Investing.com - Crude oil prices were mostly steady in Asia on Friday, capping for now recent gains made as The Fed held steady and the Bank of Japan took a new tack on easing this week.
Gold for December delivery on the Comex division of the New York Mercantile Exchange showed small gains and losses on Friday, last trading at $1,340.95 a troy ounce, up 0.02%.
Overnight, gold prices extended overnight gains during North America's session on Thursday, touching a fresh two-week peak as the U.S. dollar sold off after the Federal Reserve held off on raising interest rates and scaled back the number of rate hikes it expects next year.
The Fed left interest rates unchanged at the conclusion of its policy meeting on Wednesday, but hinted that a hike could come in December if the job market continued to improve.
At the same time, the U.S. central bank also cut the number of rate hikes it expects next year and in 2018, according to the median projection of forecasts released with its post-meeting statement.

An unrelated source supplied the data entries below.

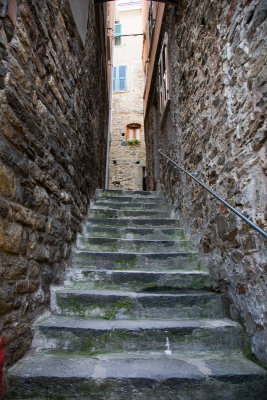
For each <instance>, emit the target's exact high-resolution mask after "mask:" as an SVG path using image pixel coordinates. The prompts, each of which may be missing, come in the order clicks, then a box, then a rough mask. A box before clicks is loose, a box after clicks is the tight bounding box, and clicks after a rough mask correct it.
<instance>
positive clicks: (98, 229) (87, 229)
mask: <svg viewBox="0 0 267 400" xmlns="http://www.w3.org/2000/svg"><path fill="white" fill-rule="evenodd" d="M84 236H86V237H107V238H121V239H133V240H134V239H144V240H153V239H158V240H176V239H178V240H179V239H180V240H182V239H185V236H184V233H183V229H181V228H160V227H157V228H123V227H121V228H111V227H105V228H104V227H98V226H90V225H87V226H86V228H85V229H84Z"/></svg>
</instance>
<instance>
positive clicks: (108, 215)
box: [89, 208, 171, 218]
mask: <svg viewBox="0 0 267 400" xmlns="http://www.w3.org/2000/svg"><path fill="white" fill-rule="evenodd" d="M170 215H171V212H170V211H157V210H109V209H108V210H101V209H99V210H98V209H93V208H91V209H90V212H89V217H90V218H140V217H142V216H144V217H148V218H169V217H170Z"/></svg>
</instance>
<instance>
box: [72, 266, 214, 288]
mask: <svg viewBox="0 0 267 400" xmlns="http://www.w3.org/2000/svg"><path fill="white" fill-rule="evenodd" d="M66 277H67V284H66V285H68V286H69V287H70V286H73V287H75V288H84V289H85V288H88V289H90V288H91V289H93V288H102V289H108V288H110V289H123V290H134V291H141V290H143V291H144V290H153V289H161V288H162V289H164V288H172V289H180V290H182V289H211V281H210V275H209V273H208V272H204V271H177V272H176V271H175V272H174V271H172V272H168V271H164V272H162V271H161V272H153V271H107V270H98V271H95V270H88V269H85V268H75V269H69V270H67V271H66Z"/></svg>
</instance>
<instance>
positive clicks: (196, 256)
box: [72, 251, 201, 271]
mask: <svg viewBox="0 0 267 400" xmlns="http://www.w3.org/2000/svg"><path fill="white" fill-rule="evenodd" d="M72 261H73V266H74V267H81V268H83V267H84V268H92V269H108V270H111V269H116V270H125V269H127V270H140V269H141V270H142V271H144V270H147V271H163V270H166V271H173V270H195V269H201V265H200V263H199V260H198V255H197V253H196V252H193V251H187V252H173V253H157V254H156V253H143V254H140V253H123V252H118V253H114V252H93V251H92V252H91V251H79V252H78V251H76V252H75V253H74V254H73V256H72Z"/></svg>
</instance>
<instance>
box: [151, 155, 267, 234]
mask: <svg viewBox="0 0 267 400" xmlns="http://www.w3.org/2000/svg"><path fill="white" fill-rule="evenodd" d="M158 152H159V153H160V154H162V155H163V156H164V157H165V158H167V160H169V161H171V162H172V163H173V164H174V165H176V167H178V168H179V169H180V170H181V171H183V172H184V173H185V174H186V175H188V176H190V177H191V178H192V179H194V181H195V182H197V183H198V184H199V185H200V186H202V187H203V188H204V189H206V190H207V192H209V193H210V194H211V195H212V196H214V197H215V198H216V199H217V200H219V201H220V202H221V203H223V204H224V205H225V206H226V207H227V208H229V210H231V211H232V212H233V213H235V214H236V215H237V216H238V217H239V218H241V219H242V220H243V221H245V222H246V223H247V224H248V225H250V226H251V227H252V228H253V229H255V230H256V231H257V232H259V233H260V234H261V235H262V236H263V237H264V238H265V239H267V233H266V232H265V231H264V230H262V229H261V228H260V227H259V226H258V225H256V224H254V223H253V222H252V221H250V220H249V219H248V218H247V217H245V216H244V215H243V214H241V212H239V211H238V210H237V209H236V208H234V207H232V206H231V204H229V203H227V201H225V200H223V199H222V198H221V197H220V196H218V195H217V194H216V193H214V192H213V191H212V190H211V189H210V188H209V187H208V186H206V185H205V184H204V183H202V182H201V181H200V180H199V179H197V178H196V177H194V175H193V174H190V172H187V171H186V170H185V169H184V168H183V167H181V166H180V165H178V164H177V163H176V162H175V161H173V160H172V159H171V158H170V157H168V156H166V154H164V153H162V151H161V150H158Z"/></svg>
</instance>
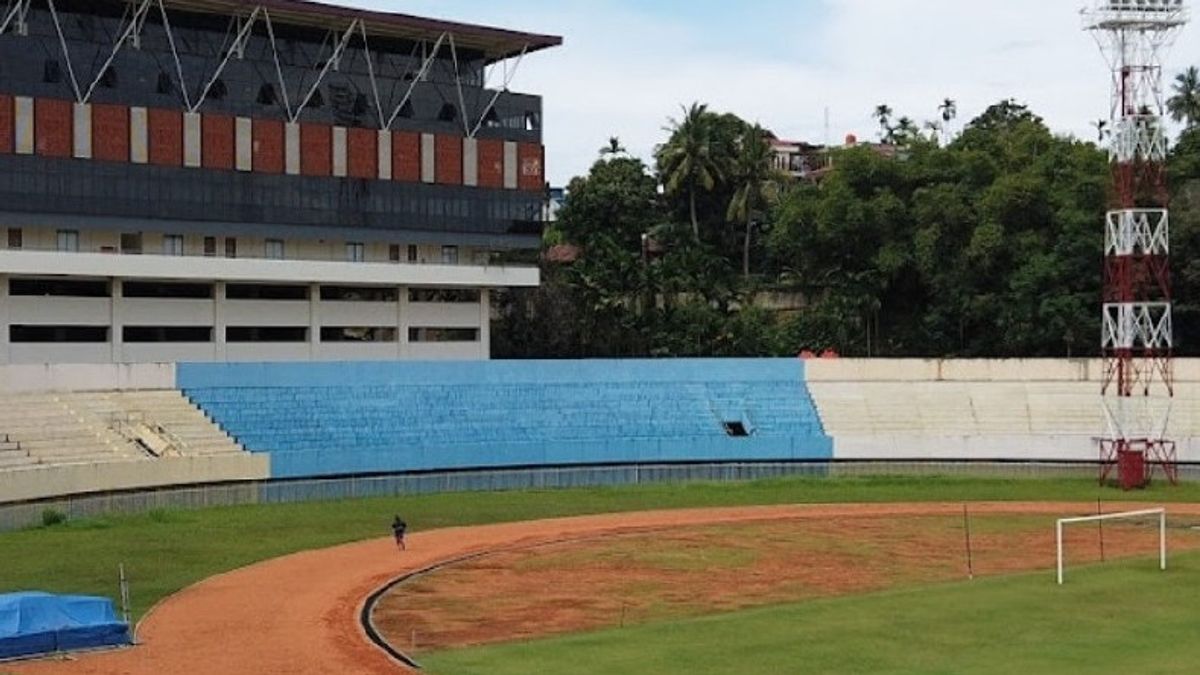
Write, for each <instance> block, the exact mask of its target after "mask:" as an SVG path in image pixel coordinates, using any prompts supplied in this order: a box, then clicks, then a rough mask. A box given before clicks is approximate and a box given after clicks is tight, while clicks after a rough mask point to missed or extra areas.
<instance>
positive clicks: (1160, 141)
mask: <svg viewBox="0 0 1200 675" xmlns="http://www.w3.org/2000/svg"><path fill="white" fill-rule="evenodd" d="M1112 125H1114V130H1112V143H1111V145H1110V147H1109V156H1110V159H1111V160H1114V161H1117V162H1122V163H1128V162H1133V161H1146V162H1165V161H1166V148H1168V142H1166V130H1165V129H1164V126H1163V118H1162V117H1160V115H1159V114H1158V113H1154V114H1127V115H1124V117H1118V118H1116V119H1115V121H1114V123H1112Z"/></svg>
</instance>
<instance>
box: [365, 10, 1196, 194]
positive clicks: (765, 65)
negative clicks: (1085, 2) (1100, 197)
mask: <svg viewBox="0 0 1200 675" xmlns="http://www.w3.org/2000/svg"><path fill="white" fill-rule="evenodd" d="M362 4H364V5H370V2H362ZM374 5H376V6H380V2H374ZM464 5H466V4H464ZM472 5H474V2H472ZM538 5H541V6H538ZM1080 5H1081V0H1075V1H1072V0H1066V1H1064V0H1006V1H1003V2H991V4H983V2H978V1H964V0H908V1H906V2H895V1H894V0H827V1H826V2H824V12H823V13H824V17H823V19H822V20H821V22H820V23H817V24H816V25H804V24H803V22H802V20H800V16H802V12H799V11H797V14H796V16H794V17H790V16H787V14H780V13H779V10H778V6H775V5H774V4H773V6H772V11H770V12H756V11H755V5H754V4H751V2H744V4H743V6H745V14H746V20H749V22H757V23H758V24H760V25H761V32H762V36H761V41H762V44H763V46H764V47H766V46H770V48H769V49H767V48H763V49H761V50H760V49H755V48H754V46H746V44H744V43H740V42H739V43H737V44H726V43H716V44H713V43H712V32H710V30H702V25H701V23H698V22H695V20H686V18H685V17H680V20H678V22H676V23H670V22H664V20H662V16H661V14H662V12H656V13H655V16H654V17H653V18H652V17H650V16H649V13H647V12H644V11H638V10H637V8H634V7H628V6H623V5H622V6H618V5H617V2H616V0H610V1H607V2H604V1H595V2H582V1H566V2H558V4H553V5H551V6H546V4H508V5H505V6H504V7H503V8H484V7H475V8H474V10H475V11H470V12H467V11H464V10H463V8H462V7H460V11H458V13H457V16H455V17H454V18H460V19H466V20H474V22H479V23H488V22H492V23H498V24H500V25H506V26H511V28H516V29H521V30H528V31H534V32H557V34H560V35H563V36H564V37H565V42H566V43H565V46H564V47H562V48H559V49H552V50H548V52H545V53H539V54H534V55H532V56H529V58H528V59H527V60H526V62H524V64H523V65H522V70H521V73H520V74H518V77H517V79H516V82H515V85H514V89H516V90H524V91H532V92H536V94H540V95H541V96H544V101H545V108H546V114H545V120H546V136H545V139H546V145H547V155H548V160H547V162H548V169H550V175H551V179H552V181H554V183H556V184H562V183H565V181H566V180H568V179H569V178H570V177H572V175H576V174H580V173H583V172H586V171H587V168H588V167H589V166H590V163H592V161H594V159H595V156H596V150H598V149H599V148H600V147H601V145H602V144H604V143H605V142H606V139H607V138H608V137H610V136H613V135H616V136H619V137H620V138H622V142H623V143H624V144H625V145H626V147H628V148H629V149H630V150H631V151H632V153H635V154H636V155H638V156H642V157H643V159H647V160H649V157H650V154H652V151H653V147H654V144H655V143H659V142H661V141H662V139H664V136H665V135H664V132H662V126H664V124H666V118H667V117H671V115H677V114H678V112H679V106H680V104H682V103H689V102H691V101H702V102H707V103H709V104H710V106H712V107H713V108H716V109H720V110H728V112H733V113H737V114H739V115H742V117H743V118H746V119H750V120H756V121H760V123H762V124H763V125H764V126H768V127H770V129H773V130H775V131H776V132H778V133H780V135H782V136H788V137H797V138H800V139H811V141H822V139H823V138H824V129H823V110H824V108H826V107H828V108H829V109H830V115H832V125H830V136H832V137H833V141H839V139H840V138H841V137H842V135H845V133H847V132H854V133H857V135H858V136H859V137H864V138H866V137H872V136H874V135H875V130H876V126H875V121H874V120H872V119H871V117H870V113H871V110H872V109H874V108H875V106H876V104H877V103H882V102H887V103H889V104H890V106H892V107H893V108H895V110H896V113H898V114H906V115H910V117H912V118H914V119H917V120H924V119H931V118H934V117H935V115H936V114H937V104H938V103H940V102H941V101H942V98H944V97H947V96H949V97H953V98H955V100H956V101H958V102H959V108H960V117H961V120H960V124H961V123H962V121H966V120H968V119H970V118H971V117H973V115H976V114H978V113H979V112H982V110H983V108H984V107H986V106H988V104H990V103H994V102H996V101H998V100H1001V98H1007V97H1014V98H1018V100H1020V101H1025V102H1027V103H1028V104H1030V106H1031V107H1032V108H1033V110H1034V112H1037V113H1038V114H1040V115H1043V117H1044V118H1046V121H1048V123H1049V125H1050V126H1051V127H1052V129H1055V130H1056V131H1060V132H1069V133H1075V135H1076V136H1080V137H1085V138H1090V137H1091V135H1092V133H1093V131H1091V121H1092V120H1096V119H1099V118H1103V117H1106V114H1108V101H1109V94H1108V83H1109V77H1108V74H1106V66H1105V64H1104V61H1103V59H1102V58H1100V54H1099V50H1098V49H1097V47H1096V44H1094V42H1093V40H1092V38H1091V37H1090V36H1088V35H1087V34H1085V32H1084V31H1082V30H1081V25H1082V23H1081V20H1080V17H1079V7H1080ZM439 6H442V4H440V2H438V1H434V0H424V1H416V2H412V4H409V5H407V6H406V7H404V11H408V12H414V13H425V14H432V16H437V14H438V13H439ZM442 13H445V12H442ZM780 44H785V46H790V49H788V50H786V52H782V53H785V54H786V53H791V54H794V56H778V55H779V54H780V53H781V50H780V49H779V46H780ZM769 54H775V56H770V55H769ZM1188 64H1200V40H1198V29H1196V28H1195V25H1192V26H1189V28H1188V29H1186V30H1184V31H1183V34H1182V35H1181V36H1180V40H1178V44H1177V47H1176V48H1175V49H1174V50H1172V52H1171V54H1170V56H1169V59H1168V67H1166V73H1168V78H1170V77H1172V76H1174V73H1175V72H1177V71H1178V70H1181V68H1182V67H1183V66H1184V65H1188Z"/></svg>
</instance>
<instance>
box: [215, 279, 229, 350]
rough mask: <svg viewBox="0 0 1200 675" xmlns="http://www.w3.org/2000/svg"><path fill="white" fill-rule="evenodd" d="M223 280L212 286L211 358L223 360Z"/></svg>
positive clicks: (215, 283)
mask: <svg viewBox="0 0 1200 675" xmlns="http://www.w3.org/2000/svg"><path fill="white" fill-rule="evenodd" d="M224 287H226V282H224V281H217V282H216V283H215V285H214V288H212V360H217V362H223V360H227V358H226V341H224V329H226V316H224V310H226V299H224Z"/></svg>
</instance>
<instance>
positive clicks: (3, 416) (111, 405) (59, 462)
mask: <svg viewBox="0 0 1200 675" xmlns="http://www.w3.org/2000/svg"><path fill="white" fill-rule="evenodd" d="M130 420H137V424H132V423H131V422H130ZM134 428H142V429H150V430H154V434H156V435H161V437H162V438H169V440H170V447H169V450H170V452H167V453H152V452H149V449H148V447H146V446H144V444H142V443H138V442H137V438H138V436H137V434H132V432H131V430H132V429H134ZM0 430H2V431H0V502H11V501H22V500H35V498H41V497H49V496H59V495H71V494H80V492H101V491H110V490H130V489H142V488H152V486H160V485H181V484H188V483H221V482H228V480H246V479H264V478H268V477H269V476H270V460H269V458H266V456H265V455H253V454H251V453H247V452H245V450H244V449H242V448H241V447H240V446H238V444H236V443H235V442H234V441H233V440H232V438H229V436H228V435H226V434H224V431H222V430H221V429H220V428H218V426H217V425H216V424H214V423H211V422H210V420H209V419H208V418H206V417H205V416H204V413H202V412H200V411H199V410H198V408H197V407H194V406H193V405H192V404H191V402H190V401H188V400H187V399H185V398H184V395H182V394H181V393H180V392H178V390H152V392H151V390H146V392H100V393H52V394H4V395H0ZM142 440H143V441H145V438H144V437H143V438H142ZM160 449H161V448H160Z"/></svg>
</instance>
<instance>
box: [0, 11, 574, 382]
mask: <svg viewBox="0 0 1200 675" xmlns="http://www.w3.org/2000/svg"><path fill="white" fill-rule="evenodd" d="M0 37H2V38H0V62H2V64H5V66H4V68H2V70H0V201H2V203H4V205H2V207H0V221H2V225H0V229H4V237H0V364H4V363H13V364H38V363H158V362H180V360H184V362H210V360H217V362H223V360H310V359H311V360H331V359H338V360H365V359H396V358H487V357H488V353H490V336H488V306H490V305H488V294H490V292H491V289H494V288H504V287H521V286H536V285H538V281H539V275H538V270H536V269H535V268H524V267H512V265H504V264H499V262H498V261H499V258H500V257H502V256H503V253H504V252H505V251H509V250H512V249H523V247H536V246H538V245H539V244H540V233H541V220H542V215H541V214H542V210H544V203H545V178H544V177H545V167H544V151H542V145H541V126H542V115H541V100H540V98H539V97H538V96H532V95H526V94H516V92H514V91H510V90H509V84H510V82H511V77H512V74H514V73H515V72H516V66H517V65H520V61H521V60H522V59H523V58H526V56H528V55H529V54H532V53H534V52H538V50H541V49H545V48H548V47H553V46H557V44H559V43H560V42H562V40H560V38H558V37H553V36H542V35H532V34H524V32H516V31H509V30H500V29H494V28H487V26H478V25H466V24H457V23H448V22H439V20H433V19H425V18H418V17H410V16H403V14H395V13H382V12H368V11H360V10H350V8H344V7H336V6H330V5H323V4H317V2H308V1H301V0H264V1H260V2H240V1H224V0H205V1H192V0H164V1H163V2H154V1H138V2H128V1H124V0H86V1H76V0H62V1H60V2H52V4H46V2H32V4H30V2H28V1H18V2H16V4H12V2H10V4H7V7H6V8H5V11H4V14H2V16H0ZM493 66H498V67H493Z"/></svg>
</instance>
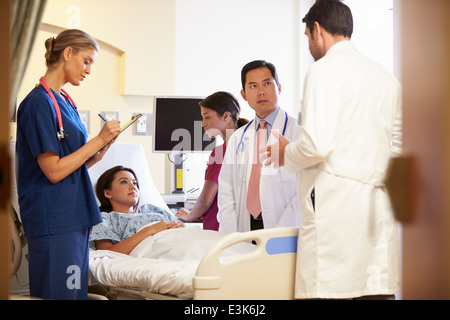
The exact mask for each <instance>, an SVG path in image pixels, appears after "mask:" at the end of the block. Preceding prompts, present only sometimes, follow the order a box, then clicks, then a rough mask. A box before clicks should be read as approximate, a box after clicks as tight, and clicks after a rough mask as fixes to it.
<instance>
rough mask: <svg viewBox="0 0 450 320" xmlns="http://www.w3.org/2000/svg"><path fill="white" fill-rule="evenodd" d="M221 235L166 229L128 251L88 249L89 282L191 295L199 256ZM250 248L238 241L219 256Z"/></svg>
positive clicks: (250, 248)
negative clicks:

The Fed has policy meetings scheduled in early November and mid-December. Economists believe policymakers would avoid a rate hike in November in part because the meeting falls just days before the U.S. presidential election.
Markets are currently pricing in a 10.3% chance of a rate hike at November's meeting, according to Investing.com's Fed Rate Monitor Tool. For December, odds stood at around 57%.
The precious metal is sensitive to moves in U.S. rates, which lift the opportunity cost of holding non-yielding assets such as bullion. A gradual path to higher rates is seen as less of a threat to gold prices than a swift series of increases.